Est-ce un signe ? Je l'ignore ? Je retire ma main de la porte et viens la poser sur la poignée d'or. Cette dernière est glaciale, mais en aucun cas cela me repousse, je suis même comme encouragée. Une sensation étrange m'envahit. J'ai l'impression que la porte réagit à mes mouvements comme si elle était un organe vivant.
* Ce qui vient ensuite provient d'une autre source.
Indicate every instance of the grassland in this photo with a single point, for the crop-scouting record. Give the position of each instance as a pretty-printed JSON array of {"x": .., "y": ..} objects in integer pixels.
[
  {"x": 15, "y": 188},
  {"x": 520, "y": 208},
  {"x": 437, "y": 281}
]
J'abaisse alors doucement la poignée. Les symboles anciens et mystérieux, semblent s'illuminer d'une couleur blanche et devenir vivants sous mon toucher. Une chaleur douce émane alors de la poignée, comme si elle répond à ma présence. Avec une légère pression et plus d'entrain, la porte s'ouvre silencieusement, révélant un passage baigné d'une lumière éthérée. Je suis alors comme happée. Je me retient à l'encadrement, Je pourrais crier, j'en ai envie pourtant ma voix est bloquée au fond de ma gorge. Je suis poussée à franchir le seuil et une sensation d'apesanteur m'envahit. Un certain mal être s'empare de moi, je ne me sens pas bien. Je ferme les yeux, une chaleur douce m'enveloppe, je suis comme suspendue dans le temps et l'espace. Alors que j'ouvre une dernière fois les yeux, les couleurs autour de moi semblent plus vives, les sons plus mélodieux, comme si j'avais pénétré dans une autre dimension, puis ce fut le silence, la noirceur et le néant.